Hong Kong é um centro financeiro global que ostenta uma paisagem impressionante, dominada por arranha-céus de luxo. No entanto, o cartão-postal esconde uma crise habitacional. Com uma das maiores densidades populacionais do mundo (cerca de 7.044 habitantes por km²), o desafio de encontrar uma moradia deu lugar a um estilo de vida desafiador: residir nos chamados “casas-caixão” ou "apartamentos-caixão".

O repórter Rodrigo Carvalho, em reportagem exibida no Fantástico deste domingo (19), visitou essas habitações e expôs a dimensão do problema. Com 1,89m de altura, o jornalista demonstrou a limitação do espaço. Segundo ele, a área deste tipo de moradia é menor que um caixão padrão para uma pessoa do seu tamanho, que teria aproximadamente 2m x 70cm.

Apesar das dimensões minúsculas, esses locais servem como moradia completa, não apenas para dormir. Cada espaço precisa acomodar o morador e todos os seus pertences. Muitos desses microapartamentos não possuem licença ou registro formal, e as condições precárias são comuns: a maioria não tem janelas, e contam frequentemente com banheiros improvisados e cozinhas pequenas e compartilhadas. 

A situação é tão crítica que o local é menos espaçoso do que uma cela solitária na prisão da cidade, que chega a ser cinco vezes maior que este tipo de residência.

Vida dentro dos "casas-caixões"

Apesar do tamanho minúsculo, o custo da moradia é elevado. A senhora Lee, que tenta reconstruir a vida com sua cachorrinha Bibi, em meio a objetos empilhados, paga cerca de R$ 1,4 mil mensais por um cubículo. 

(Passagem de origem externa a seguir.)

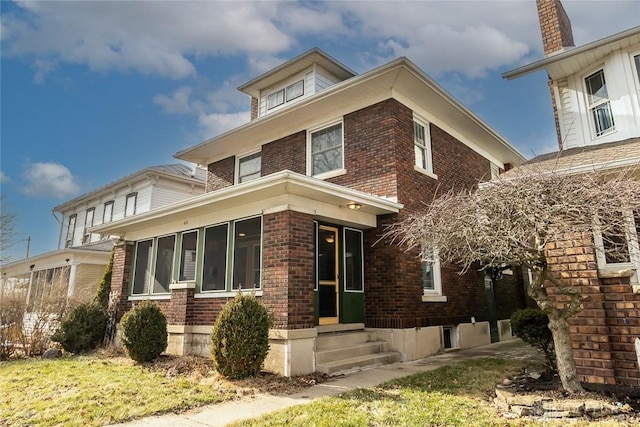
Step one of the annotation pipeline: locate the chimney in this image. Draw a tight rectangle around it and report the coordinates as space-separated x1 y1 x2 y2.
536 0 575 56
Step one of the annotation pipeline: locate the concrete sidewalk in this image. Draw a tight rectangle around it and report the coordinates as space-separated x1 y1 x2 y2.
112 339 544 427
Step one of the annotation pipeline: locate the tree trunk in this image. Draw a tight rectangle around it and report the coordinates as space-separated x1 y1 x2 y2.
547 313 583 393
528 264 584 393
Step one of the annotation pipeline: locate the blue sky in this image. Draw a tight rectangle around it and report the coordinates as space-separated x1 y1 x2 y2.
0 0 638 258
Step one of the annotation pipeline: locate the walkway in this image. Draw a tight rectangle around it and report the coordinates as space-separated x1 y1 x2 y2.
110 339 543 427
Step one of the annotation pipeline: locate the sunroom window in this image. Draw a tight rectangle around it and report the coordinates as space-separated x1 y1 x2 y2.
585 70 614 137
310 123 344 176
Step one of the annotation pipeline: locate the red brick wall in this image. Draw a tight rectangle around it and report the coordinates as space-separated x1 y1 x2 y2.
328 99 400 197
536 0 575 55
262 131 307 176
547 234 640 386
262 211 315 329
207 156 236 192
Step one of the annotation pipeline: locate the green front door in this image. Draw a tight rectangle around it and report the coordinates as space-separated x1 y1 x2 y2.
316 225 364 325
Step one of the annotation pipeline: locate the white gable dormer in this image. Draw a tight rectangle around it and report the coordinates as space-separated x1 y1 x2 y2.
238 48 356 120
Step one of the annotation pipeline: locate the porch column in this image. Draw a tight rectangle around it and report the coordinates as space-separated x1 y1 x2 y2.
262 210 317 376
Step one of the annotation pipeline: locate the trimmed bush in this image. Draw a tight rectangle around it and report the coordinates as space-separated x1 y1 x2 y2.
120 300 167 363
511 308 555 369
211 293 271 379
51 303 107 353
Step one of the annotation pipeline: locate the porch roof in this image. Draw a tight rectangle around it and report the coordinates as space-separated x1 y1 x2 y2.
90 170 403 244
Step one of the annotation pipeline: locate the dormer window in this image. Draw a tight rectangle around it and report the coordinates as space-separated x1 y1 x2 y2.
585 70 614 137
267 80 304 109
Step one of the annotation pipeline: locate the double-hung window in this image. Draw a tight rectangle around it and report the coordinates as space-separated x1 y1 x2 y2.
102 200 113 224
309 123 344 176
585 70 614 137
238 151 262 184
124 193 138 217
82 208 96 244
422 252 447 302
64 214 78 248
413 120 433 173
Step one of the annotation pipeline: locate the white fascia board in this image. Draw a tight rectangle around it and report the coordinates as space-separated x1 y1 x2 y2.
90 171 403 240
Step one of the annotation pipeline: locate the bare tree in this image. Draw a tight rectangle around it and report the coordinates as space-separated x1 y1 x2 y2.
0 196 18 264
385 171 640 392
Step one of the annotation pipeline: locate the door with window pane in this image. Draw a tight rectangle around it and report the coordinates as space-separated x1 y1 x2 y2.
316 225 340 325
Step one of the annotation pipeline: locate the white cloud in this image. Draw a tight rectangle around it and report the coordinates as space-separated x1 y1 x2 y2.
198 111 251 138
22 162 81 199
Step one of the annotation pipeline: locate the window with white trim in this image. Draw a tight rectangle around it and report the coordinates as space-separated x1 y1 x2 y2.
309 123 344 176
238 151 262 184
178 230 198 282
64 214 78 248
267 79 304 110
594 211 640 284
82 208 96 244
131 234 176 295
102 200 113 224
585 70 614 137
124 193 138 217
233 217 262 289
200 224 229 292
413 119 433 173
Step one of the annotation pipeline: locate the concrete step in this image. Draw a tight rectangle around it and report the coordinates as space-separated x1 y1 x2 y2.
316 341 388 364
316 352 400 375
316 331 376 351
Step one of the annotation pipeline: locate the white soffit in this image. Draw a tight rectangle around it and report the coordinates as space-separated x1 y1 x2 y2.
90 171 402 240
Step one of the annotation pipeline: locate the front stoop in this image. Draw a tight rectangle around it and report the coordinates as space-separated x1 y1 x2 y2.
316 330 400 375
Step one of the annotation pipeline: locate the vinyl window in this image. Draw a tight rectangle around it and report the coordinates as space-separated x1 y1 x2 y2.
82 208 96 244
413 120 433 173
64 214 78 248
585 70 614 137
310 123 344 176
238 152 262 184
124 193 138 217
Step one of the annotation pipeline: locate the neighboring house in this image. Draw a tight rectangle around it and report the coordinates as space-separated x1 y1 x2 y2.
0 164 206 307
504 0 640 386
93 49 525 375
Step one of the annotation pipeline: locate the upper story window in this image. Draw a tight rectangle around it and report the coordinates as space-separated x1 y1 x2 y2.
237 152 262 184
585 70 614 137
124 193 138 217
82 208 96 244
309 123 344 176
267 80 304 109
413 120 433 173
102 200 113 224
64 214 78 248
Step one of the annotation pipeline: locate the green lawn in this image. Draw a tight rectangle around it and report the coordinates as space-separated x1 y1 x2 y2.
234 358 627 427
0 356 235 426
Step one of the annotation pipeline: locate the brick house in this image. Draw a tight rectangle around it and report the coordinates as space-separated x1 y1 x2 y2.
503 0 640 386
92 49 525 375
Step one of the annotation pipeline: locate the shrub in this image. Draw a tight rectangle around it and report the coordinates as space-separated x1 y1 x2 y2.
120 300 167 363
51 303 107 353
511 308 555 369
211 293 271 379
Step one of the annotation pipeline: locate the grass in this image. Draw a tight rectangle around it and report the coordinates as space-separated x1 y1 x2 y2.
233 358 625 427
0 356 235 426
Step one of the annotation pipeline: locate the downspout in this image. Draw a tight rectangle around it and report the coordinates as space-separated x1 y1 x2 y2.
51 210 64 249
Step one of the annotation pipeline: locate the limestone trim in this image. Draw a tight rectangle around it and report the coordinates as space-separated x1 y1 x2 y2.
269 328 318 340
169 282 196 291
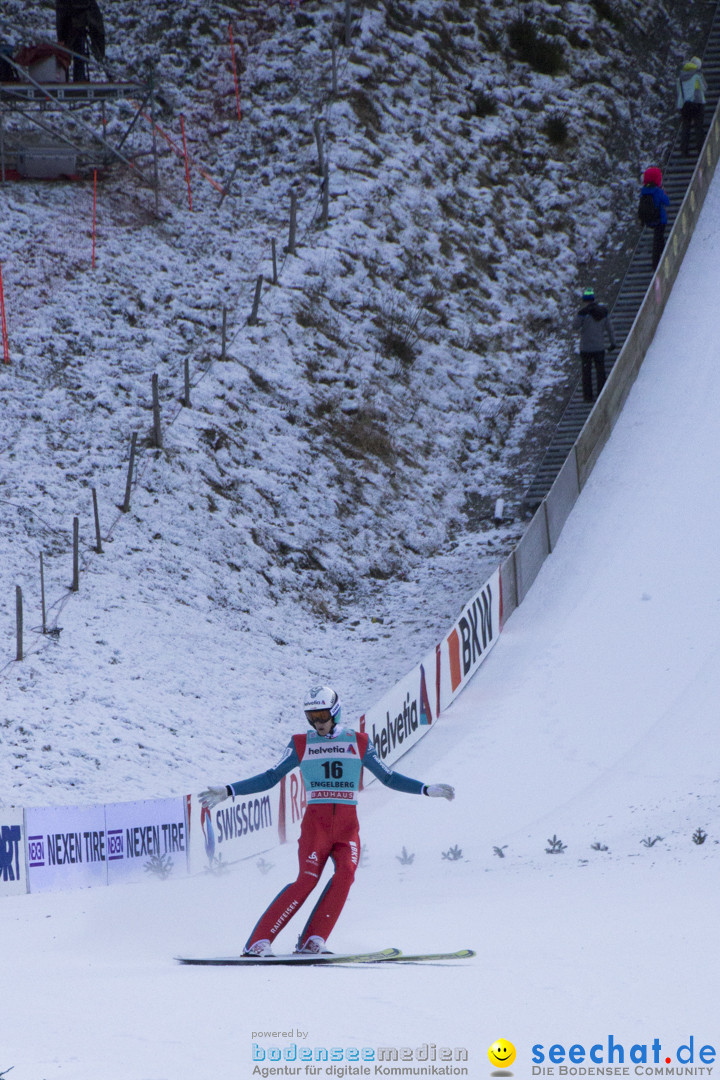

— É devastador. Sinto falta da minha casa, do mundo em que eu vivia quando era criança — revelou à reportagem do Fantástico.

A crise atinge diferentes perfis: idosos, trabalhadores da construção civil, pessoas demitidas e muitos solteiros mais velhos. O convívio nesses espaços superlotados é de isolamento, como resume o trabalhador Gam-Tin Ma

— Somos apenas pessoas desconhecidas no mesmo espaço. Nem amigos, nem inimigos.

A situação não é muito melhor para quem consegue sair de lá, o senhor Tang até tem um espaço maior — ele divide um quarto de nove metros quadrados —, mas ainda sonha com o básico: 

— Um banheiro onde eu possa entrar de frente. Uma cozinha. Um espaço para colocar uma cadeira e uma mesa ao lado da cama.

Raízes do Problema

Hong Kong, embora com densidade habitacional semelhante a metrópoles como São Paulo (8.220/km²) e Rio de Janeiro (5.490/km²), que também enfrentam problemas de moradia, levou a crise habitacional a um extremo. Especialistas ouvidos pelo Fantástico apontam uma combinação de especulação imobiliária desenfreada com a precarização do trabalho como as principais explicações para essa situação.

Hong Kong é notória por seu mercado imobiliário de altíssimo luxo, onde o metro quadrado é um dos mais caros do mundo. Somado a isso, o crescimento muito rápido, os baixos salários baixos e um custo de vida elevado fecham o cerco sobre a população de baixa renda.

A professora Betty Xiao Wang, da Universidade de Hong Kong, explica que o fenômeno dos microapartamentos é uma solução diferente para um problema global

— Em outras grandes cidades, há moradores de rua. Aqui, eles vivem nessas casas-caixão. Se o governo proibisse, onde ficariam?